E, neste momento, a congregação da vontade dos 27 é muito mais complicada. Primeiro, porque nos últimos anos, já durante a guerra, houve bastantes desvios - é muito mais difícil congregar vontades e democracias até pro-russas e outras não, e de democracias liberais pro-ucranianas, digamos assim.
E em segundo lugar, o fator desestabilizador introduzido por Donald Trump. É que no fundo pôs a nu a posição da Europa, mas à qual retirou a legitimidade que tinha através da sua aliança com os Estados Unidos e a proteção que tinha através da sua aliança com os Estados Unidos, torna tudo muito mais complicado. Os desafios de Costa e os desafios de Costa e Charles Michel são desafios completamente diferentes. Há uma evolução, digamos assim. Os de Costa são mais exigentes.
Com um mês de presidência, acha que Trump vai ter a capacidade de enfraquecer Zelensky como líder da Ucrânia? Com as acusações de não ter sido democraticamente eleito?
O que me parece que Donald Trump está a tentar fazer - e quando se fala de Trump tem de se falar com muitas reticências -, juntando essa ideia com todas as suas outras declarações, parece-me que Trump está a insistir em que haja eleições na Ucrânia na tentativa de que haja um interlocutor mais propenso a acatar as vontades da Rússia. Acho que é esse o objetivo político.
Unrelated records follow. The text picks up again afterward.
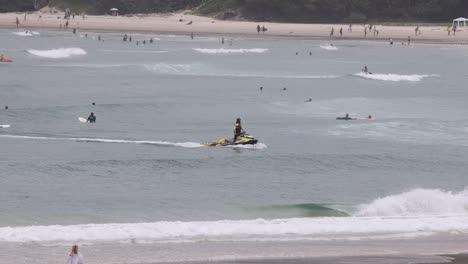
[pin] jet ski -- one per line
(243, 139)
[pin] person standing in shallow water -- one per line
(74, 257)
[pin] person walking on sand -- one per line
(74, 257)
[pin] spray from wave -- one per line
(418, 202)
(124, 141)
(394, 77)
(328, 47)
(26, 33)
(229, 51)
(58, 53)
(202, 70)
(102, 140)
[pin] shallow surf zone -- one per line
(444, 213)
(26, 33)
(230, 51)
(58, 53)
(207, 71)
(394, 77)
(328, 47)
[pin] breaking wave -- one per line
(328, 47)
(58, 53)
(418, 202)
(202, 70)
(229, 51)
(394, 77)
(26, 33)
(415, 213)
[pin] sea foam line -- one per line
(238, 229)
(229, 51)
(124, 141)
(102, 140)
(425, 212)
(57, 53)
(394, 77)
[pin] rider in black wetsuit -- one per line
(238, 130)
(91, 118)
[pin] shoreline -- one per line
(182, 24)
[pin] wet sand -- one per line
(183, 23)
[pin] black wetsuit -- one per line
(92, 119)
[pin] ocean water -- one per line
(140, 173)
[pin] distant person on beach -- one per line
(365, 70)
(74, 257)
(91, 118)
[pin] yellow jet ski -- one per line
(244, 139)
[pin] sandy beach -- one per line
(183, 23)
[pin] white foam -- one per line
(418, 202)
(102, 140)
(202, 70)
(328, 47)
(26, 33)
(229, 51)
(58, 53)
(394, 77)
(276, 229)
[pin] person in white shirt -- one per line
(75, 257)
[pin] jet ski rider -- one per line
(238, 130)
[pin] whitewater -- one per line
(60, 53)
(419, 212)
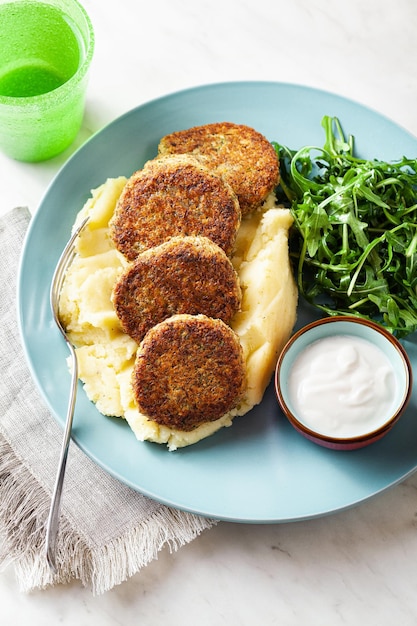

É evidente que o nível de aprovação de Zelensky não está nos 4%, está nos 57%. Há sondagens que dizem que, por exemplo, Zaluzhnyi concorresse com Zelensky, haveria uma possibilidade de ele ganhar. Mas também nem sequer há certeza absoluta - longe disso - que se Zelensky fosse a eleições, perdesse.
Qual é o grande risco? É que apesar de tudo, a Rússia ainda tem grandes ligações na Ucrânia. Sabemos que a Rússia, nomeadamente, através de Viktor Medvedchuk, um dos prisioneiros entregues à Rússia numa das primeiras trocas, e oligarca ucraniano com ligações ao Kremlin, foi instrumental para que se elegessem líderes pró-Moscovo desde que a Ucrânia se tornou independente. E nada nos garante que não haja outros Medvedchuk na Ucrânia. Muito pelo contrário - ficaria admirada se não houvesse.